Kadma Marques - Bandeira apropria-se de ao menos três cidades - Fortaleza, Rio de Janeiro e Paris - para convertê-las em objeto de pesquisa plástica, formal, traduzindo sua ligação emocional com elas em imagens cujas cores e traços vibram em um ritmo visual intenso que impactam os mais diversos públicos, mesmo hoje. Neste sentido, Cidade queimada de sol, pintura que integra o acervo do Mauc, é emblemática. Nela, pela experiência dos sentidos que o gesto imortaliza, o artista filtra os efeitos de um sol potente que se expande, a tudo envolvendo em um vermelho que impregna os olhos, ardendo. Vista de cima, a cidade poderia ser apresentada de forma distante, impessoal. Mas o vermelho nos reconcilia com ela, pois ela é quente. O ritmo dos gestos que deixaram suas marcas sobre o quadriculado urbano é outro fator que insere o humano na visão grandiosa dessa paisagem.

OP - De que modo ocorria essa “invenção” de Fortaleza como forma-paisagem?

Kadma - Um artista como Bandeira, acumulado tudo que sua sensibilidade aguçada lhe dava acesso, precisava externar sua experiência, traduzi-la por meio de recursos que lhe possibilitassem restituir ao mundo sua experiência. Com isso, ele descortinava aos nossos olhos a cidade que o tocava, ecoando em nós uma paisagem vivida, pulsante. Nesse movimento, a cidade se depura e se intensifica como forma-paisagem, fazendo-nos reencontrar a paisagem que vemos todos os dias sob um novo registro - aquele da beleza impactante, que nos desestabiliza ao instaurar um mundo novo no seio do mundo que pensávamos conhecer. Nossos olhos cansados de ver redescobrem assim uma cidade de afetos, de memórias, de possibilidades daquilo que poderia ser.

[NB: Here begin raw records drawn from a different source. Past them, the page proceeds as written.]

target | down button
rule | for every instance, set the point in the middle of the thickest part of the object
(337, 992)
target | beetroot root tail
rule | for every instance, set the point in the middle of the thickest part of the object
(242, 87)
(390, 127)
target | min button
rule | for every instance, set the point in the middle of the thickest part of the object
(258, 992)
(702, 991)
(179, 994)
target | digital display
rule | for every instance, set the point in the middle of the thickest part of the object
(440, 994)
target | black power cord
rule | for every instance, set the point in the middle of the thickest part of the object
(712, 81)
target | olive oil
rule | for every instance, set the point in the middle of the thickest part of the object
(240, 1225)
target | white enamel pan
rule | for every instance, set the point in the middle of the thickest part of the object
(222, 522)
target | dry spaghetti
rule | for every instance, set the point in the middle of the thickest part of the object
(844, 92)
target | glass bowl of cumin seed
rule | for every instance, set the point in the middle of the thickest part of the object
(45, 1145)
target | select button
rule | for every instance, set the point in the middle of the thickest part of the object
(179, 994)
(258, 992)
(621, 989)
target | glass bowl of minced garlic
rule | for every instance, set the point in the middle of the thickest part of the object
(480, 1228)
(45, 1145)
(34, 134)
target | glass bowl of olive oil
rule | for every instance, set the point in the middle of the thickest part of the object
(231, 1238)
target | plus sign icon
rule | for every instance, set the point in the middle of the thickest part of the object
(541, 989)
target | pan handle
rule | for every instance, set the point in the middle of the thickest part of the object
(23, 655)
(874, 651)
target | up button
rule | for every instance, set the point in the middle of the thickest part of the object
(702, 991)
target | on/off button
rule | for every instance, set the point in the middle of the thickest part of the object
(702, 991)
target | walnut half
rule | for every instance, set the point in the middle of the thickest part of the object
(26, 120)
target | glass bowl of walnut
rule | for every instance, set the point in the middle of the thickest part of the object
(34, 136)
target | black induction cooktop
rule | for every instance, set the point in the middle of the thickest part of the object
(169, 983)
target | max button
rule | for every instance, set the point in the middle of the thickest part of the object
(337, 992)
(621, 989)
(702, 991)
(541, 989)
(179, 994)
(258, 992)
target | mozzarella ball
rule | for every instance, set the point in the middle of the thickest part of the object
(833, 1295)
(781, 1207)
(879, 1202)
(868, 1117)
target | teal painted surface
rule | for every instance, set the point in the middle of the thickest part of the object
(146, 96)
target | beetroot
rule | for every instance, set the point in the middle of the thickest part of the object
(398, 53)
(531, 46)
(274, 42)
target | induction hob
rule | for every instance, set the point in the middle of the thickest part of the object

OP - Com o distanciamento temporal de 50 anos da morte do Bandeira, o que ele nos diz hoje?

Kadma - O trabalho de Bandeira permanecerá um marco de invenção, formal e social, uma peça fundamental nas articulações que se deram ao longo do tempo entre agentes sociais e instituições e que estabeleceram hoje outro patamar para atuação dos artistas locais. Bandeira sintetiza em sua individualidade a potência social de sua época, ele funcionou como um vetor único, que porém em sua singularidade não apaga o coletivo do qual se destacou, antes revela-o como força propulsora.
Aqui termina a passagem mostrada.